Il n’existe pas de grande nation républicaine dans l’Europe de l’époque. Et la République fait peur : souvenirs de la Révolution de 1789 qui engendra la Terreur, de la Deuxième République avec ses désordres en 1848. La Commune insurrectionnelle de Paris en 1871 a encore gauchi l’idée qu’on se fait du républicain.
« Républicains. – Les républicains ne sont pas tous des voleurs, mais les voleurs sont tous républicains. »2389
Gustave FLAUBERT (1821-1880), Dictionnaire des idées reçues (posthume, 1913)
C’est à peine une caricature des préjugés bourgeois, dans les années 1870. C’est même très proche de la citation originale, signée du marquis de La Rochejaquelein : « Certes, je ne prétends pas que tous les républicains sont des voleurs, mais, ce que je garantis, c’est que tous les voleurs sont républicains. » (La Constitution, 31 mai 1871).
Les républicains passent même pour des « buveurs de sang » dans bien des esprits. Mais au fil des années, la France devient républicaine et les républicains font de moins en moins peur (…)
« Puisqu’elle [la Troisième République] gouverne peu, je lui pardonne de gouverner mal. »2390
Anatole FRANCE (1844-1924), Histoire contemporaine (publiée de 1897 à 1901)

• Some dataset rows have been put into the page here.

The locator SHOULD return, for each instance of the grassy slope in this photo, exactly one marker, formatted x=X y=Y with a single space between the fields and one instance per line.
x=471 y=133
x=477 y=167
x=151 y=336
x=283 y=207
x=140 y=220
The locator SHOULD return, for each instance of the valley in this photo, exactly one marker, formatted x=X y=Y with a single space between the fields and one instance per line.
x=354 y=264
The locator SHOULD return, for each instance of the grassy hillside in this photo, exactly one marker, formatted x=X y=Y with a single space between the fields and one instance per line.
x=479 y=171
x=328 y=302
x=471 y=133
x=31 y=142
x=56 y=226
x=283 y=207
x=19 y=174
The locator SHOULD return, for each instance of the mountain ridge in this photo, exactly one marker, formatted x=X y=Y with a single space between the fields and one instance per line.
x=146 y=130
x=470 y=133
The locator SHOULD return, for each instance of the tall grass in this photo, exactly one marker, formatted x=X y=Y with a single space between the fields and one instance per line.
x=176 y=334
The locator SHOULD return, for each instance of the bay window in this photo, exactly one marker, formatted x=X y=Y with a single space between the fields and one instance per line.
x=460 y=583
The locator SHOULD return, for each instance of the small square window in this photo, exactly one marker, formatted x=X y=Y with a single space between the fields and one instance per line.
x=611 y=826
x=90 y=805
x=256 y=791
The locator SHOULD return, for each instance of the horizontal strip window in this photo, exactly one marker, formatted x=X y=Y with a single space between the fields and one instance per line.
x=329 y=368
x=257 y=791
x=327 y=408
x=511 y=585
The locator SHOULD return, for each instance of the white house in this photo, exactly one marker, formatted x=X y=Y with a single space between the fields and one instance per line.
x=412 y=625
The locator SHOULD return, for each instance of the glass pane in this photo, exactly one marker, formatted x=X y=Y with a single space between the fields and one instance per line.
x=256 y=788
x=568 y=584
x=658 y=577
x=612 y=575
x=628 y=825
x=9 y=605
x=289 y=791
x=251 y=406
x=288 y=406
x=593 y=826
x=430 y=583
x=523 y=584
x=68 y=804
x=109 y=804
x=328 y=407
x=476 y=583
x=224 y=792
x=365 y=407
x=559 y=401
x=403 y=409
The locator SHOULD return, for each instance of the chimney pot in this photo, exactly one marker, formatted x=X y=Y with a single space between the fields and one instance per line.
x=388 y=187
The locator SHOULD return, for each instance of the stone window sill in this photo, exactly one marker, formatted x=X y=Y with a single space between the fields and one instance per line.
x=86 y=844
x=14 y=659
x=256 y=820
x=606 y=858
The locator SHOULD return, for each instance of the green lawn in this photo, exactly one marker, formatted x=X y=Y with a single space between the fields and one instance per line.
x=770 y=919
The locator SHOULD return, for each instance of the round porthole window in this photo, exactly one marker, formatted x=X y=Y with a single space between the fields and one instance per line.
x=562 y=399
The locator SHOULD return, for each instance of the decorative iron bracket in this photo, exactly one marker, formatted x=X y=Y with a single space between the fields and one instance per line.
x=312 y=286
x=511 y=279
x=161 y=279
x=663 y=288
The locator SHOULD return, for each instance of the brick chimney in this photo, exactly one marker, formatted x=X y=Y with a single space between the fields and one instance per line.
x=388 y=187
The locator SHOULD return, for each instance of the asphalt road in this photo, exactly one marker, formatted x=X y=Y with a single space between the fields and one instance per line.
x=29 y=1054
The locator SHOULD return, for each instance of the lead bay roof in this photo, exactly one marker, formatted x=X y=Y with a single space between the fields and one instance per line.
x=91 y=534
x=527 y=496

Une génération plus tard, avant même la fin du XIXe siècle, la République est installée : modérée, mais surtout faible. La faute en revient aux hommes qui gouvernent et aux institutions qui ont débouché sur un parlementarisme où les crises se multiplient.
Anatole France prête son scepticisme intellectuel et souvent désabusé à son héros, M. Bergeret, qui prend la défense du régime, faisant un éloge inattendu des faiblesses de cette République.
« Il y a deux organes inutiles : la prostate et le président de la République. »2391
Georges CLEMENCEAU (1841-1929). Histoire des présidents de la République : de Louis Napoléon Bonaparte à Charles de Gaulle (1960), Adrien Dansette
Une des raisons de la faiblesse du régime : le Président n’est là que pour « inaugurer les chrysanthèmes ».
L’expression est du général de Gaulle, et c’est d’ailleurs lui qui va changer le fonctionnement des institutions françaises sous la Cinquième République, en redonnant le pouvoir exécutif au Président.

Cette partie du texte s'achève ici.